Two-dimensional TTE examination and intra-operative inspection of the mitral valve in patient 3. (A) Parasternal long-axis view, systolic. (B) Apical four-chamber view, systolic. Morphologic examination of the mitral valve leaflets in both views revealed several structural abnormalities, such as leaflet thickening and vegetations on the edges of both leaflets. (C) Severe MR as determined by jet area (13.4 mm²) divided by left atrial area (25.9 mm²) (= 52%) and the vena contracta width (= 6 mm, not shown). (D) Superior view of the excised posterior mitral valve leaflet (as seen from the left atrium). (E) Frontal view of the excised posterior mitral valve leaflet. Both views show marked thickening and calcification of the posterior mitral valve leaflet and several thrombotic vegetations on the edge of the leaflet.

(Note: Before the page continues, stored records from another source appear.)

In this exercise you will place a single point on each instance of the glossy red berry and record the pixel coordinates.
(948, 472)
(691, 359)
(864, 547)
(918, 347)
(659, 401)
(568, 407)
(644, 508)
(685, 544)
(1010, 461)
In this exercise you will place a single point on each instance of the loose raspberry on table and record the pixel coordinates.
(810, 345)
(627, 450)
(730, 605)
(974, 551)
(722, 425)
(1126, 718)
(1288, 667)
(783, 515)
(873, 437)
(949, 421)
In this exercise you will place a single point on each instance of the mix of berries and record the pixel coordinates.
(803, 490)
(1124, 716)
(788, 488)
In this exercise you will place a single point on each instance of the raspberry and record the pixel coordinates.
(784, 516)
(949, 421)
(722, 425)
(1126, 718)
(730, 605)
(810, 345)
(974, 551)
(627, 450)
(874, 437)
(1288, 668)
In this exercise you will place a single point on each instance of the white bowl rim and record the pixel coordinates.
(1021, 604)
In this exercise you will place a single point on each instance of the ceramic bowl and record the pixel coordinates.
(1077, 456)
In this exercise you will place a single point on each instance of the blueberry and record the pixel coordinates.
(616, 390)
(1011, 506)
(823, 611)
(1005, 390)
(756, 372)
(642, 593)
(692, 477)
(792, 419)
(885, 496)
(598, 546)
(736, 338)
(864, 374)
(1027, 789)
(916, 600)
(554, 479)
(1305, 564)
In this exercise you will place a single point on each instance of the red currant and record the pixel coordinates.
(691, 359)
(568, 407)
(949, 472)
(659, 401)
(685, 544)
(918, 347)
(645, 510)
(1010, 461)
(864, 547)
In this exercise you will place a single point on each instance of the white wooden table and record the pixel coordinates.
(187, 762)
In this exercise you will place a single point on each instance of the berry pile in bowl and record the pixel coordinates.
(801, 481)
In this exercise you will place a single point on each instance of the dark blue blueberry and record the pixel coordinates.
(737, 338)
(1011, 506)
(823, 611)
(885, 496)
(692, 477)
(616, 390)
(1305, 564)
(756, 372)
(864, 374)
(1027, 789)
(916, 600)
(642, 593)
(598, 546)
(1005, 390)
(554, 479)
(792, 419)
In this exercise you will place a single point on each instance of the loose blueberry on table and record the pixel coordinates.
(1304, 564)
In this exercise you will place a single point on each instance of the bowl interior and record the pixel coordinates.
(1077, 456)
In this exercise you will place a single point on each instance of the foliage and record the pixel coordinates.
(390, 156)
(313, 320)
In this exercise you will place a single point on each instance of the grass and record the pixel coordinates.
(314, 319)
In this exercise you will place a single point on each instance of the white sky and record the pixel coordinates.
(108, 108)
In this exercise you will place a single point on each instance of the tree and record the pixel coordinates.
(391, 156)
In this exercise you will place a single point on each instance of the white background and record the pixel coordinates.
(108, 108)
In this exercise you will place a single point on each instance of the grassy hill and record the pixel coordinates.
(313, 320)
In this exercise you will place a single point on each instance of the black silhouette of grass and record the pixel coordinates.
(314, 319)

Ao: aorta, LA: left atrium, LV: left ventricle, MR: mitral regurgitation and V: vegetations.

Figure 4

Two-dimensional TTE examination and intra-operative inspection of the mitral valve in patient 4. Morphologic examination of the mitral valve in both views revealed a 0.8 × 1.0 cm tumor on the posterior mitral valve leaflet; (A) Parasternal long-axis view, mid-diastolic; (B) Apical four-chamber view, end-diastolic. (C) Mild-to-moderate MR as determined with colour-Doppler TTE; apical four-chamber view, systolic. (D) Intra-operative inspection of the mitral valve (transseptal approach): a verrucous thrombotic tumor was found on the P2 section of the posterior mitral valve leaflet. (E) The verrucous thrombotic tumor was removed with a quadrangular resection of P2. Ao: aorta, LA: left atrium, LV: left ventricle, MR: mitral regurgitation and T: tumor.